„Kto zabił w Konitzville” to tytuł spektaklu, który 5 grudnia 2025 roku miał swoją premierę w Teatrze Gdynia Główna. Reżyserka Ewa Ignaczak przedstawieniem żegna się z tą sceną. Razem z Idą Bocian stworzyły 12 lat temu offowy teatr w podziemiach dworca, głównie stawiając akcent na społeczność. Kolokwialnie mówiąc, „zrobiły teatr dla społeczności lokalnej”. Nie tylko sztuka działa się w teatrze, ale wychodziła tam, gdzie są Gdynianie – na ulice, do autobusów i trolejbusów, na place, boiska, podwórka, czy do Hali Targowej. Emanacją tego jest festiwal „Pociąg do miasta”, który co roku odbywa się w sierpniu. Teatr dla ludzi, w miejscu, w którym są na co dzień. Ważni dla Teatru Gdynia Główna są więc mieszkańcy, społeczność, wspólnota.

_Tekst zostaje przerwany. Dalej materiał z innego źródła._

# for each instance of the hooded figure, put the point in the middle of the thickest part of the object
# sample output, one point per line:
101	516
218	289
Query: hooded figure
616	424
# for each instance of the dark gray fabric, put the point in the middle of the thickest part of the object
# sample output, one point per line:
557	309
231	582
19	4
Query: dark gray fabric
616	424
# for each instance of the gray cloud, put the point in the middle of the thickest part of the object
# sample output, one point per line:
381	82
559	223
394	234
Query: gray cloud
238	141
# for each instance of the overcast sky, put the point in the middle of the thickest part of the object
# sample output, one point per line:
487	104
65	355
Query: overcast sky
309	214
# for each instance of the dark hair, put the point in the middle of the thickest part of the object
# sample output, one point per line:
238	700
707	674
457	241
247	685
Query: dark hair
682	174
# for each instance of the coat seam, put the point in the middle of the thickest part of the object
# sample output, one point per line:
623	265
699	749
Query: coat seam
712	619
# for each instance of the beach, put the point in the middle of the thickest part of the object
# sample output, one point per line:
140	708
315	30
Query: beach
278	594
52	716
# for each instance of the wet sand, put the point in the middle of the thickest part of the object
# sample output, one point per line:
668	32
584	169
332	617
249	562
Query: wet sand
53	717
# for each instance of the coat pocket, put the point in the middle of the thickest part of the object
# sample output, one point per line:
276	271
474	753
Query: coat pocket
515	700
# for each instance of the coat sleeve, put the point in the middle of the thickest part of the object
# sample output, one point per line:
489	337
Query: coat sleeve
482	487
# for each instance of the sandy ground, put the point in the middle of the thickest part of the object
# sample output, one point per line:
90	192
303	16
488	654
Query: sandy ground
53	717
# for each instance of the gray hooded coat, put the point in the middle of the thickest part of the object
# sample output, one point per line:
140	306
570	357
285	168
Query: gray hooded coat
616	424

Właśnie taki spektakl Ewa Ignaczak przygotowała na pożegnanie miejsca, które zostawia w dobrych rękach swych następców. Zainspirowała się powieścią Artura Grysiaka i Rafała Matusza „Konitzville”, która swoją premierę miała także 5 grudnia, czyli w dniu premiery teatralnej. Książka i spektakl odnoszą się do morderstwa 18-letniego gimnazjalisty Ernsta Wintera w marcu 1900 roku w Konitz, czyli dzisiejszych Chojnicach. Okrutna zbrodnia wstrząsnęła nie tylko tym miastem i okolicą, ale także całym Cesarstwem Niemieckim. Wyznaczono horrendalnie wysokie nagrody, żeby odkryć, kto rozczłonkował ciało młodego Niemca. Podejrzenie padło na lokalnych rzeźników. Jeden z nich był Żydem i na fali raczkującego jeszcze wtedy antysemityzmu doszło do zamieszek w mieście. Interweniowało wojsko.

(fot. Anna Rezulak)
Proszę wybaczyć ten przydługi wstęp historyczny, ale moim zdaniem osoba wybierająca się na spektakl powinna się do niego przygotować. Nie jest to bowiem prosta historyjka rodem z efekciarskiego serialu kryminalnego, w której interesuje nas jedynie, kto zabił i w jaki sposób. Reżyserka Ewa Ignaczak wraz trzema aktorami zaprasza nas do świata tworzonego przez Niemców i Żydów, a w tle także przez Polaków i Kaszubów w małym, prowincjonalnym mieście. Jesteśmy w środku społeczności, która po tak okrutnym morderstwie nigdy nie będzie już taka sama. Kto zabił? To pytanie wciąż wraca. Domysły, przypuszczenia, a nawet czasem z wielkim przekonaniem wypowiadane są słowa przez kolejnych bohaterów – mieszkańców miasteczka. Aktorzy – Piotr Rogalski, Bartłomiej Deklewa i Piotr Ujejski – wcielają się w różne postaci tego dramatu. Umiejętnie pokazują nam kolejnych mieszkańców. Przy skromnych środkach scenograficznych, bazując na swych umiejętnościach aktorskich, tworzą widzom przestrzenie wypełnione różnymi postaciami. Budują kolejne odsłony tego dramatu. Dramatu także w sensie dosłownym, bo rozpada się na naszych oczach pozorny spokój prowincjonalnej mieściny.

(fot. Anna Rezulak)
Ciekawym zabiegiem scenograficznym jest film autorstwa Marzeny Chojnowskiej wyświetlany w czasie spektaklu, który przenosi nas do Konitz, czyli Chojnic. Widzimy ówczesnych mieszkańców na tle dworca (ach, Teatr Gdynia Główna uwielbia bawić się kontekstem dworca, nawiązując do swej siedziby). Dawne zdjęcia, mimo iż jesteśmy w teatrze, boleśnie uświadamiają widzom, że ta zbrodnia była faktem.
Warto wybrać się na spektakl „Kto zabił w Konitzville”. Może znajdą państwo odpowiedź na pytanie zwarte w tytule. A może nie.